Ravello and Hadoop, using Brooklyn

Originally Posted by Sam Corbett

I was recently asked to demonstrate the use of Brooklyn to deploy enterprise applications to Ravello.

Ravello specialises in taking existing on-premise applications to the cloud, for development and testing. They provide blueprints for typical three-tier Java web applications to help new users get started (nginx + Tomcat + Postgres or MySQL).

This was an opportunity to deploy a much more complex application – I chose Cloudera’s CDH distribution of Hadoop.

Brooklyn: manages and deploys complex applications

Brooklyn is an open source management plane which automatically manages and deploys applications. It has previously been used to create CDH certification clusters, and multi-provider, multi-region cloud services.

Integrating with Ravello

Brooklyn deploys applications to Locations (instances in public or private clouds, or a group of fixed machines), often using the jclouds library to interface with cloud providers.

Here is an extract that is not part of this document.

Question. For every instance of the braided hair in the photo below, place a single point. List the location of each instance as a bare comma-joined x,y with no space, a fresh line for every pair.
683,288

However, Ravello is not one of jclouds’ supported providers, and Ravello and jclouds have slightly different views of the world, so some work was required before I could use Ravello as a Location.

jclouds views the world as a collection of individual VMs, which are assembled to create an application: Ravello views the application as the central entity of management, where the application contains multiple VMs. When using Ravello we must ask the application for a new machine, rather than the standard Brooklyn workflow of creating a VMs and informing the application of their existence.

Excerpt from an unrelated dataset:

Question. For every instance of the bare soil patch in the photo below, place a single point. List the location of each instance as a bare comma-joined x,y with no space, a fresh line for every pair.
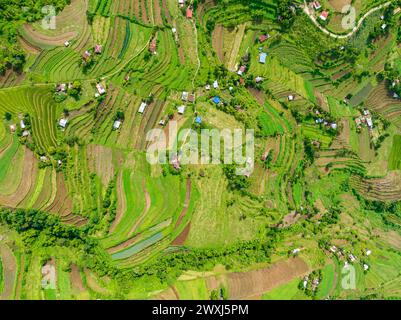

I created a RavelloLocation Location for Brooklyn that translates between these two views of the world, turning requests for machines into calls to Ravello’s REST API.

Deploying Cloudera Hadoop

With RavelloLocation in place, deploying CDH was simply a matter of specifying cloud credentials as Brooklyn properties and targeting a deployment of the Cloudera application (brooklyn-cdh) at the new location.

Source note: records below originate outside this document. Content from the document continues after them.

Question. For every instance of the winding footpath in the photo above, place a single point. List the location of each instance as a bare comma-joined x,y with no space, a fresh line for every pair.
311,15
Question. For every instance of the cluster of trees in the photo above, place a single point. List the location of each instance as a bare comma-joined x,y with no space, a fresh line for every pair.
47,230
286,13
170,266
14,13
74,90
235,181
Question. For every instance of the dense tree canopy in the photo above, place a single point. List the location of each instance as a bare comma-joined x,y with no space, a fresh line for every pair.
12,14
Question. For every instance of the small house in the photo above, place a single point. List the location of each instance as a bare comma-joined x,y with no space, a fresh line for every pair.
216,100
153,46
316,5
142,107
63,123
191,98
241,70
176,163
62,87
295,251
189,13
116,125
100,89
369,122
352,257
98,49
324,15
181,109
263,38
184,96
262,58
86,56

Ravello created machines in the given cloud and set up the networking between machines. Brooklyn customised the machines and installed the applications.

Results

The management tree in the Brooklyn console, showing a four node Hadoop cluster, up and running.

The Ravello management console showing their representation of the cluster’s VMs. The open ports on the machines are shown, but the Ravello GUI does not show how these ports are used by other machines in the application. (This is handled by Brooklyn.)

The Cloudera management console, in ravcloud.com.

Next Steps

The deployment to Ravello shows that it is simple to use Brooklyn to deploy complex applications to clouds, even if they are not supported by jclouds and do not use jclouds’ VM-first mindset.

Now that the RavelloLocation links Brooklyn and Ravello, we gain the ability to deploy all of the applications in Brooklyn’s catalog, including MapR, MarkLogic clusters and the OpenGamma cloud services to Ravello.